There are continuing developments in the accounting scandal that has enveloped Ahold, the world’s second largest food retailer. As reported earlier this week, the Netherlands-based retailer revealed accounting irregularities that consisted of an overstatement of revenues in the neighborhood of a half-billion dollars. Its CEO and CFO were forced to resign, and the company is dealing with a myriad of legal issues:
- In addition to the investigation being conducted by the US Securities and Exchange Commission (SEC), the US Attorney’s office in New York has begun a probe into the affair, looking at both Ahold and its US Foodservice subsidiary.
- The Washington Post reports this morning that the “criminal and regulatory investigations are likely to go beyond the specific accounting irregularity that led to the restatement -- how U.S. Foodservice booked rebates from suppliers -- to a broader look at the company's finances.”
- Securities regulators in the Netherlands also have begun an informal inquiry into allegations that there may have been insider trading conducted by executives of the firm.
- The Washington Post also reports this morning that while US Foodservice has suspended Mark P. Kaiser, chief marketing officer, and Tim Lee, a purchasing executive, the subsidiary’s CEO, James L. Miller and CFO, Michael Resnick, have not been suspended.
- Dow Jones reports this morning that a pension fund based in New York has filed a lawsuit against Ahold. It is seeking class action status for the suit.
- The Wall Street Journal reports that regulators in the US are trying to ascertain whether US Foodservice executives deliberately inflated supplier rebates and promotional allowances to the company.
- Dow Jones also reports this morning that the Dutch Foundation for the Investigation of Corporate Information has filed a suit against Cees van der Hoeven, the ousted Ahold CEO, alleging that he may have been an accomplice to embezzlement.
- The New York Times reports this morning that in the Netherlands, skittish Dutch shoppers have been rushing in to Ahold’s Albert Heijn stores to trade in promotional stamps, apparently concerned that the clock is ticking on Ahold’s existence.
- The New York Times also reports this morning that under the terms of an agreement, Ahold may be required to buy out its partners in ICA, the Scandinavian supermarket chain, sometime in 2004, which could cost it the equivalent of close to another half-billion dollars – money it may not have. This raises yet again the specter that Ahold may have to start selling off assets for cash.
- If Ahold does have to sell off assets, there will be no dearth of companies willing to help it out. The Financial Times reports that Tesco executives have said that they would be interested in a number of Ahold units, and Sainsbury also is reported by FT to be a likely bidder.
In addition, FT reports that Kohlberg Kravis Roberts, the US buyout firm that dropped out of the bidding for Safeway Plc in the UK, would be interested in getting in on the Ahold action.
- Finally, Ahold reportedly is looking internally for a new CEO to replace van der Hoeven, though it may go outside the company if an appropriate candidate cannot be identified.
- KC's View:
Pardon us while we catch our breath…
We want to make sure that amid all the legal and financial issues, the human element in all this is not lost.
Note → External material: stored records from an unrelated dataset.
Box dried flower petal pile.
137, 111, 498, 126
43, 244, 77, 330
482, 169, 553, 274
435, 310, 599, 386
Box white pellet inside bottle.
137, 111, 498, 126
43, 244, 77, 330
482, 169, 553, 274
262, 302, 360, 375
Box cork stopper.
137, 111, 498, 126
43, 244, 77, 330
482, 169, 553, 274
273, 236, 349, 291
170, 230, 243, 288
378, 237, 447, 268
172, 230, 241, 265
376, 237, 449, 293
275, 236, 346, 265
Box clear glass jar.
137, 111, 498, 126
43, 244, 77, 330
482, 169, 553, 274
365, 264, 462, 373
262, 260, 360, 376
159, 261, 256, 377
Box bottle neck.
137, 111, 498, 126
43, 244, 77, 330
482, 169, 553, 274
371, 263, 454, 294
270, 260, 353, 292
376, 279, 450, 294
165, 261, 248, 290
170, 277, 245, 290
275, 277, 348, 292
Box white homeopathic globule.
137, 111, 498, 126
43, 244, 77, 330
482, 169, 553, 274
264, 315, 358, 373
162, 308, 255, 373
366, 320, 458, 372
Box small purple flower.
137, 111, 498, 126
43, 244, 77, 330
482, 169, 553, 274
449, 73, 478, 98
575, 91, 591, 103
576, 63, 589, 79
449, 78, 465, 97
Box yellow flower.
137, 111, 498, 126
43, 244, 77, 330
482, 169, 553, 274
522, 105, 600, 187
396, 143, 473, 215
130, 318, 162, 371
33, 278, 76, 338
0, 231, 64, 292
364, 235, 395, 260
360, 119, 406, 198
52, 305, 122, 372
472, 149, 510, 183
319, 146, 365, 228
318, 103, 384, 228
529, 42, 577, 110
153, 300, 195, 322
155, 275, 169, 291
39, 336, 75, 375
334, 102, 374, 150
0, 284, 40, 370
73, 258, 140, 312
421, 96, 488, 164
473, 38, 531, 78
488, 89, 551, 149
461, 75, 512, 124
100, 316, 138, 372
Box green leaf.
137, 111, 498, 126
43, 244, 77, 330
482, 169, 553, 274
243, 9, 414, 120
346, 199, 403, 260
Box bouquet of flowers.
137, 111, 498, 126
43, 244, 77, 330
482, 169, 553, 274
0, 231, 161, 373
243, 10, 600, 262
We remain aghast about the story we had yesterday, saying that because Ahold had created a program that encouraged its employees to buy stock in the company and to borrow money from the company to make those purchases, the freefall being experienced in its stock price means that many of them are now in debt to the company for amounts far less than the value of their shares; in some cases, employees owe Ahold millions of dollars, at least on paper. The loans apparently don’t have to be paid back until 2008, unless the person leaves the company, in which case they have to be repaid immediately.
Think about the Ahold employee, whether in the store or at headquarters, who came to work on Monday morning thinking that he or she had a good, solid job at one of the world’s most respected retailers, and that the future looked good.
First, they found that the leadership had to quit because of “accounting irregularities.” Then they found out that there would be a plethora of legal investigations into virtually every action taken by the company. Then they saw that the stock price was in free fall, and that suddenly they owed the company a small fortune because of a stock purchase that was now almost worthless.
And what does the future hold? Well, conceivably, if this shell-shocked employee gets laid off because Ahold has to cut costs, during the exit interview not only won’t the person be handed a severance check, but he or she could be asked to write one to cover the stock purchase loan.
Whatever happens to Ahold, we hope that regulators keep their eye on these kinds of people. Ultimately, it really isn’t about money. It is about trust betrayed, and the very human cost.
Except, of course, it’s also about money.